Can Deep Learning Predict Risky Retail Investors? A Case Study in Financial Risk Behavior Forecasting
This addresses the problem of costly manual feature engineering in financial risk management for retail investors, but it is incremental as it applies existing deep learning methods to a new domain.
The paper tackled predicting whether individual spread traders secure profits from future trades using deep learning, demonstrating its superiority over machine learning and rule-based benchmarks in financial risk behavior forecasting.
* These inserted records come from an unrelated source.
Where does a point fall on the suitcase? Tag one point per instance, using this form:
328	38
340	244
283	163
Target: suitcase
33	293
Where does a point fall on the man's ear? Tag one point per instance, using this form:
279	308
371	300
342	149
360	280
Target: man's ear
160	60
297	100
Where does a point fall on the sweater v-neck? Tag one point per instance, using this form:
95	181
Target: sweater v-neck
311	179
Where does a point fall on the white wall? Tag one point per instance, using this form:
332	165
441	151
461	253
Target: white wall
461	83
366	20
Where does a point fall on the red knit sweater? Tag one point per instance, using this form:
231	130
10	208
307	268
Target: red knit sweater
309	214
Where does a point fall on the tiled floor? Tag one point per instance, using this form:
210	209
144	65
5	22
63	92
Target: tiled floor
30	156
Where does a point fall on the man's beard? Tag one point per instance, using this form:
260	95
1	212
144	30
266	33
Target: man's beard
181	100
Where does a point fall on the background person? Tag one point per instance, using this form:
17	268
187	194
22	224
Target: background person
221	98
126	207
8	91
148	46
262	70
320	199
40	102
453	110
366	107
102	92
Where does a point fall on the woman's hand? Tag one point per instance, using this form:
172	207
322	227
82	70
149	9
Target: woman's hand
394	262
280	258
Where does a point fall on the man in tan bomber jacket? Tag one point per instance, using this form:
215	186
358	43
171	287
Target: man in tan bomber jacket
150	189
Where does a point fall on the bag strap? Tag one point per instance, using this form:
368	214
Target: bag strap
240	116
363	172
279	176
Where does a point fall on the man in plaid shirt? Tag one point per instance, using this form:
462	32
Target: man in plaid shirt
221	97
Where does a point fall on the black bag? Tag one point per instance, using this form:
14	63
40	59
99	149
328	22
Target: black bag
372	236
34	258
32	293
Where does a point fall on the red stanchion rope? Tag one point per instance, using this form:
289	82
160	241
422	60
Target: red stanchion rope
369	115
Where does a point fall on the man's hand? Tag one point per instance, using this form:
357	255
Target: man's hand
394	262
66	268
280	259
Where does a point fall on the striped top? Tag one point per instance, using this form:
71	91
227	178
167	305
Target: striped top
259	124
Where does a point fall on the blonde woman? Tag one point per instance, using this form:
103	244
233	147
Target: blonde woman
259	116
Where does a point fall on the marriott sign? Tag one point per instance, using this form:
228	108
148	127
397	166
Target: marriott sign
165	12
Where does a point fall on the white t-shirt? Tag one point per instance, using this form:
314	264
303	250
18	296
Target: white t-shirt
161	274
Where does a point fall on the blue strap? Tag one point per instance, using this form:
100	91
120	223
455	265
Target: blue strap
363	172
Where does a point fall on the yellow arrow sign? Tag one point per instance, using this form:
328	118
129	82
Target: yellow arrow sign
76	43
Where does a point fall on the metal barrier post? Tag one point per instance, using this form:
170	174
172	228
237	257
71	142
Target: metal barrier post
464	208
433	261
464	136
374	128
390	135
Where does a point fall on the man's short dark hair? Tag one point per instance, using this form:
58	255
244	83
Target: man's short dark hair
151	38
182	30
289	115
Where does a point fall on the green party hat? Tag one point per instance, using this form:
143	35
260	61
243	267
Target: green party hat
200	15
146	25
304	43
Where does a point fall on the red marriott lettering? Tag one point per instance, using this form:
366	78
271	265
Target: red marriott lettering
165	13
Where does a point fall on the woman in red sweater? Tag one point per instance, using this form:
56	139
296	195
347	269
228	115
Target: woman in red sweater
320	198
The paper examines the potential of deep learning to support decisions in financial risk management. We develop a deep learning model for predicting whether individual spread traders secure profits from future trades. This task embodies typical modeling challenges faced in risk and behavior forecasting. Conventional machine learning requires data that is representative of the feature-target relationship and relies on the often costly development, maintenance, and revision of handcrafted features. Consequently, modeling highly variable, heterogeneous patterns such as trader behavior is challenging. Deep learning promises a remedy. Learning hierarchical distributed representations of the data in an automatic manner (e.g. risk taking behavior), it uncovers generative features that determine the target (e.g., trader's profitability), avoids manual feature engineering, and is more robust toward change (e.g. dynamic market conditions). The results of employing a deep network for operational risk forecasting confirm the feature learning capability of deep learning, provide guidance on designing a suitable network architecture and demonstrate the superiority of deep learning over machine learning and rule-based benchmarks.